While the EU claims, correctly, that Japan still monitors for radioactive contamination in its foodstuffs, there are several problems with allowing this to be the only oversight.

First, certain kinds of radioactivity, such as that from tritium, radiocarbon, or radiostrontium, are difficult to measured from outside a food sample without first turning the food to ash or pulp, because the radiation often doesn’t penetrate through to the outside of the food. And each food item would have to go through this process since there is no way of knowing if any given item is contaminated — even if one or two items in a bunch have been tested this way — since the deposition of radioisotopes in the environment can be spotty.

Second, contamination is persisting.
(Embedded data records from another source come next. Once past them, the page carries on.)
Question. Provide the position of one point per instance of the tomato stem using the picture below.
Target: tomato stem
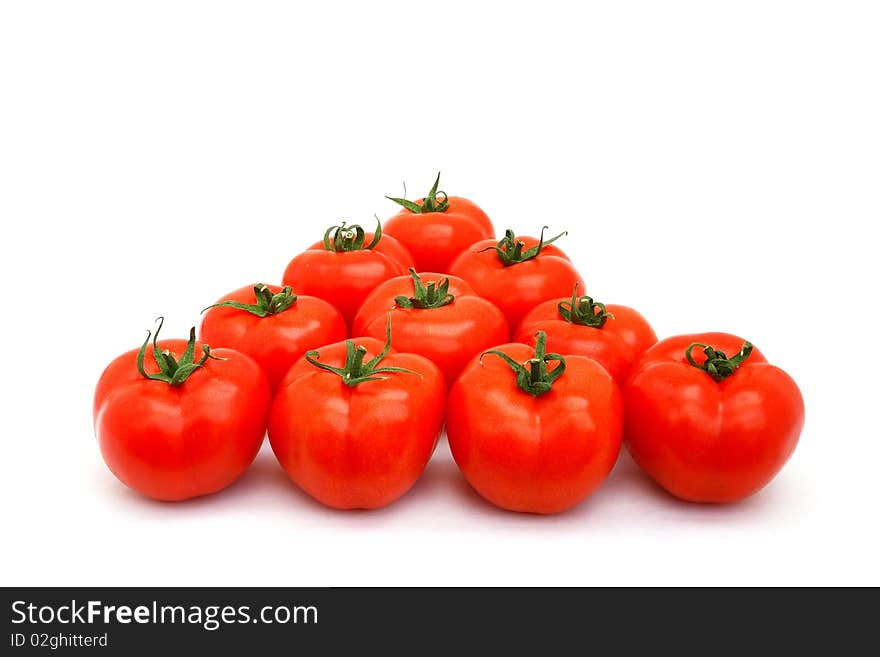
(343, 238)
(171, 371)
(584, 311)
(510, 250)
(717, 364)
(533, 377)
(434, 295)
(431, 202)
(356, 371)
(266, 302)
A report released in early June of this year by Fukushima operator, TEPCO, showed that fish caught off the harbor at Fukushima contained 180 times the level allowed in Japan of radioactive isotope cesium. Luckily in this instance, the radiation given off by the radiocesium is more easily measured from the outside of the sample.

Third, Japan’s limit for radiocesium is 100 Bq/kg. That is, general foods are supposed to contain radiocesium only below this limit in Japan, in order to be consumed. The EU limit for radiocesium, however, is 1250 Bq/kg. That means that foodstuffs that are too radioactive for consumption in Japan could be sold to the EU market. For the record, the US limit for radiocesium is 1200 Bq/kg, so the same food supply risks apply.

The costs to society of a catastrophic radiation release are high and ongoing. Attempts to make contaminated foods and environments seem normal hides the true impact and allows the nuclear industry to continue. And the public pays the price.